2023-08-18:15:07:06,81 INFO     [learner.py:403] ====Error: cuDNN error: CUDNN_STATUS_EXECUTION_FAILED, <class 'RuntimeError'>, learner.py, 312
2023-08-18:15:07:06,124 INFO     [learner.py:437] ====Failed to run client 3
2023-08-18:15:07:06,124 INFO     [learner.py:439] Completed to run client 3
2023-08-18:15:07:06,125 INFO     [learner.py:606] ====Pushing takes 0.0006704330444335938 s

It's not clear to me if Error: cuDNN error: CUDNN_STATUS_EXECUTION_FAILED, <class 'RuntimeError'>, learner.py, 312 is the cause of the empty list for clientIds.

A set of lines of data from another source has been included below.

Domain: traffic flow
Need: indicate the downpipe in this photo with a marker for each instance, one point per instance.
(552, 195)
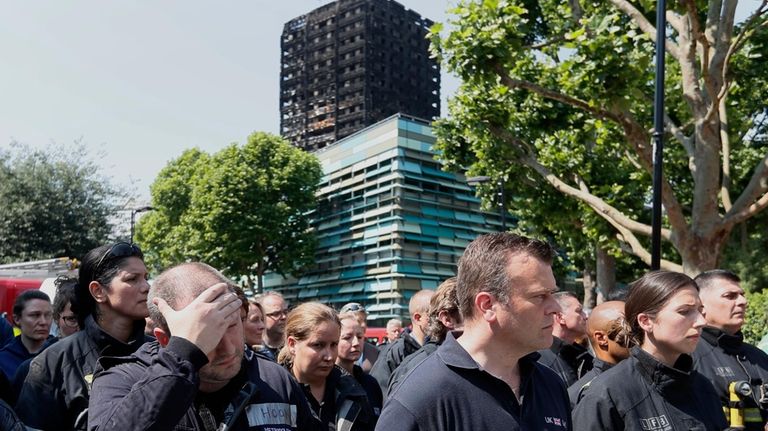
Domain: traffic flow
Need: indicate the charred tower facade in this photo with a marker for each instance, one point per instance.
(350, 64)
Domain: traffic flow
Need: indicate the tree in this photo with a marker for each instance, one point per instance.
(559, 94)
(53, 203)
(243, 210)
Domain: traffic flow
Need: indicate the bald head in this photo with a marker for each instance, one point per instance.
(180, 285)
(604, 316)
(420, 302)
(603, 327)
(418, 308)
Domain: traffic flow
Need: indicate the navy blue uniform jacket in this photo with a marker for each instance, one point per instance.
(449, 391)
(157, 389)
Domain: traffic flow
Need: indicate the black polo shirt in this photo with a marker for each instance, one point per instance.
(449, 391)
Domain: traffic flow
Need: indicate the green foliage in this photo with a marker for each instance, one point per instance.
(53, 203)
(242, 210)
(556, 99)
(756, 320)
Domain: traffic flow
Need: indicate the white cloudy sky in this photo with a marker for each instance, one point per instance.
(140, 81)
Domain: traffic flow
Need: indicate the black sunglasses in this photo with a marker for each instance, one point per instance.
(120, 249)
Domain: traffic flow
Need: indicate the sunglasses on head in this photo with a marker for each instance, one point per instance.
(352, 306)
(120, 249)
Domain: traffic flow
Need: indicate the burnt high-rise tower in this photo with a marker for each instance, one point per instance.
(351, 63)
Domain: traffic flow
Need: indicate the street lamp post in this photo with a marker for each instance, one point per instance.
(658, 133)
(133, 217)
(502, 197)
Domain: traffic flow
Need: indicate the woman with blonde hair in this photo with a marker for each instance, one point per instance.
(351, 343)
(311, 346)
(656, 387)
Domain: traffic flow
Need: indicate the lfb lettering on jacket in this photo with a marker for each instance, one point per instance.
(272, 414)
(724, 372)
(658, 423)
(556, 421)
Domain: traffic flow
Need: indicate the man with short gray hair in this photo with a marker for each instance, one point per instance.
(569, 359)
(394, 328)
(275, 315)
(393, 356)
(197, 375)
(487, 378)
(722, 356)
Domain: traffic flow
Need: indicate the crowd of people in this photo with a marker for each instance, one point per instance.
(496, 347)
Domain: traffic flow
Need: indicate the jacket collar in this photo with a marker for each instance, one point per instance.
(454, 355)
(667, 380)
(601, 364)
(717, 337)
(571, 352)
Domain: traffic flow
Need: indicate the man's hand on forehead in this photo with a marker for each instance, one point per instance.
(204, 320)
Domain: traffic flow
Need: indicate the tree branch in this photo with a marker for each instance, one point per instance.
(641, 252)
(715, 73)
(677, 132)
(602, 208)
(514, 84)
(649, 29)
(753, 199)
(741, 38)
(725, 194)
(640, 141)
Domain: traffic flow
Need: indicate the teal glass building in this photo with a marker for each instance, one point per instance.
(389, 221)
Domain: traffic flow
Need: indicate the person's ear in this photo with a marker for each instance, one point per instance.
(646, 322)
(484, 304)
(97, 291)
(161, 336)
(417, 317)
(559, 319)
(291, 343)
(601, 338)
(446, 320)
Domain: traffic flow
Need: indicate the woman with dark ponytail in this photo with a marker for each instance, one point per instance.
(309, 354)
(655, 388)
(111, 304)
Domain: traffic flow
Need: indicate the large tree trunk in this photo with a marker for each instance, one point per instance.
(606, 274)
(703, 252)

Chenning Li · Answer 1 · Sat Aug 19 2023 04:52:56 GMT+0800 (China Standard Time)

I believe you are right. I guess the cuDNN error makes the client process fail, which cannot return the model updates to the parameter server. As a result, the parameter server has an empty list when aggregating the model updates.

Please fix the cuDNN error first.

Li Yaning · Answer 2 · Sat Aug 19 2023 06:11:54 GMT+0800 (China Standard Time)

Thanks, I've fixed the CUDNN error and it works fine now.

Interestingly, I had previously replicated your project on another server and the same CUDNN error was reported, but it still ran successfully, so I initially thought that this failure to run wouldn't be caused by CUDNN.